The passions, perils, and pleasures of paternity.

The Bookmaker’s Daughter

By Shirley Abbott

A roguish, charming bookie, Shirley Abbott’s father was also “the man of intellect, the reader among illiterates.” Through a shared love of books he forged an alliance with his daughter, showing her that there was more to the world than the provincial concerns of Hot Springs, Arkansas in the 1940s. A lovely memoir.

Home Game

By Michael Lewis

Lewis mastered the complex worlds of high finance (Liar’s Poker) and professional sports (Moneyball, The Blind Side) with deceptive yet delightful ease. Fatherhood took him a little longer, yet, as this engaging narrative reveals, he eventually rose to the task with his usual blend of keen insight and irreverent wit.

Peace Like a River

By Leif Enger

Enger’s magical debut novel is about a man in 1960s Minnesota who leads his family across the Dakota Badlands in pursuit of a fugitive son. Narrated by eleven-year-old Reuben, the story is a gripping, dramatic, and ultimately inspiriting vision of family, faith, and fatherhood.


By William Wharton

In Wharton’s unforgettable novel, John Tremont is called back into the daily orbit of his parents’ lives as mortality looms over them.
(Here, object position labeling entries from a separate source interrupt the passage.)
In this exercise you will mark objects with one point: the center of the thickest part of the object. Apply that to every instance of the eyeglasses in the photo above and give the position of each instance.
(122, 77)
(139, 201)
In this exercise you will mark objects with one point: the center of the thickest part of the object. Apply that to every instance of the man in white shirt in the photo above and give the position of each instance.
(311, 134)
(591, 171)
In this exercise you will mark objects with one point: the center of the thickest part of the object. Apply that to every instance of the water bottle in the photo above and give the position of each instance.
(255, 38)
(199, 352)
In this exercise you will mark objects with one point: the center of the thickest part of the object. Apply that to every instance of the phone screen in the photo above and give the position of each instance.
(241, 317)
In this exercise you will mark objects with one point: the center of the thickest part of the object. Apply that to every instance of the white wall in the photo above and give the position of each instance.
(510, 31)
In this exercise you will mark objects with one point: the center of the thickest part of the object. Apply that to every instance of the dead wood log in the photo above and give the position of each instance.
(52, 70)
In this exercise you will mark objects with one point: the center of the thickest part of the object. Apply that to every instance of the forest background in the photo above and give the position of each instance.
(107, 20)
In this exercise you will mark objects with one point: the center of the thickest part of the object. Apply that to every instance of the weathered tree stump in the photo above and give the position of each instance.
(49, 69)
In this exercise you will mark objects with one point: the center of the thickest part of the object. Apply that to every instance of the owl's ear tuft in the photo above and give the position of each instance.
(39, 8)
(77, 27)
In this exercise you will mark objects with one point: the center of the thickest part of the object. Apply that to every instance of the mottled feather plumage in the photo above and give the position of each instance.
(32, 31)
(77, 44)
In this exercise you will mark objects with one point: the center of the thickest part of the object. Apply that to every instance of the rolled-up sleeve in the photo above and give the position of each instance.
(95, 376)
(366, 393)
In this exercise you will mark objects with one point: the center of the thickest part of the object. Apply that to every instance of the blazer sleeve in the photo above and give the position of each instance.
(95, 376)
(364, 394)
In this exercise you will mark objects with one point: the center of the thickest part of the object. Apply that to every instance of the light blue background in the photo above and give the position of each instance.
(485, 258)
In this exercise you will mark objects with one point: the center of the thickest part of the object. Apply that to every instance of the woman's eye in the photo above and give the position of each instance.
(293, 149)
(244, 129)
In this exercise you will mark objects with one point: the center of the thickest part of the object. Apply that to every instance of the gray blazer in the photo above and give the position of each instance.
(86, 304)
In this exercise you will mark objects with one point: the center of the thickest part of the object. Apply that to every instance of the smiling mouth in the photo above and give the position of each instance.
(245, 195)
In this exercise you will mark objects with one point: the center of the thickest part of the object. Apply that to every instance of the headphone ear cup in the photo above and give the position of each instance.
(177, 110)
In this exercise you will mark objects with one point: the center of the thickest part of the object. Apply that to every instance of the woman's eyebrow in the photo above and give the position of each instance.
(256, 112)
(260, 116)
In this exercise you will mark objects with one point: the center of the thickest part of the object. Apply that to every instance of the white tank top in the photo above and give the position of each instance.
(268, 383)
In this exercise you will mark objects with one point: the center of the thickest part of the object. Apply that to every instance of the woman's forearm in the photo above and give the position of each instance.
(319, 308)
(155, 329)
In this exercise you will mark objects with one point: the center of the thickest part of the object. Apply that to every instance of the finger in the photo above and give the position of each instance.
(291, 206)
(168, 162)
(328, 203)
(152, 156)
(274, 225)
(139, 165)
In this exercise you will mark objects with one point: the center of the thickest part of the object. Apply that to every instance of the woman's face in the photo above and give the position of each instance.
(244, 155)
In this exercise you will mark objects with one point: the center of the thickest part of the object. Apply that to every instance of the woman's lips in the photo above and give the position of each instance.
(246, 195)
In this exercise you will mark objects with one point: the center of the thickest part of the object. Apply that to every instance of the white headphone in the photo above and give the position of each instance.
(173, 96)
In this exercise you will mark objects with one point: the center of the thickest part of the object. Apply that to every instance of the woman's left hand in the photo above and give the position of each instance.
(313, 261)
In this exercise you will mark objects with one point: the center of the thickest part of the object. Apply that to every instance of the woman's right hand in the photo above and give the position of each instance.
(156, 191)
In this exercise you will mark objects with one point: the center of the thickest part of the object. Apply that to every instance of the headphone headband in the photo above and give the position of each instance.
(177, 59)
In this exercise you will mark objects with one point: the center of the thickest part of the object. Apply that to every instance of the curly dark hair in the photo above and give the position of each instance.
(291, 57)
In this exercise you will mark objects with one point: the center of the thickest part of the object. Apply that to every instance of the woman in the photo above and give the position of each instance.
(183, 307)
As his father slips into the past, and his nineteen-year-old son rushes into the freedom of an independent future, Tremont must negotiate his own middle-aged present through the love he feels for both.

The Prince of Frogtown 

By Rick Bragg

In this poignant, heartfelt memoir by the Pulitzer Prize-winner, the author shares his education in fatherhood, taught by the ten-year-old stepson who not only inspired Bragg’s love but illuminated his distant, awkward relationship with his own troubled father, a larger-than-life figure he never really knew.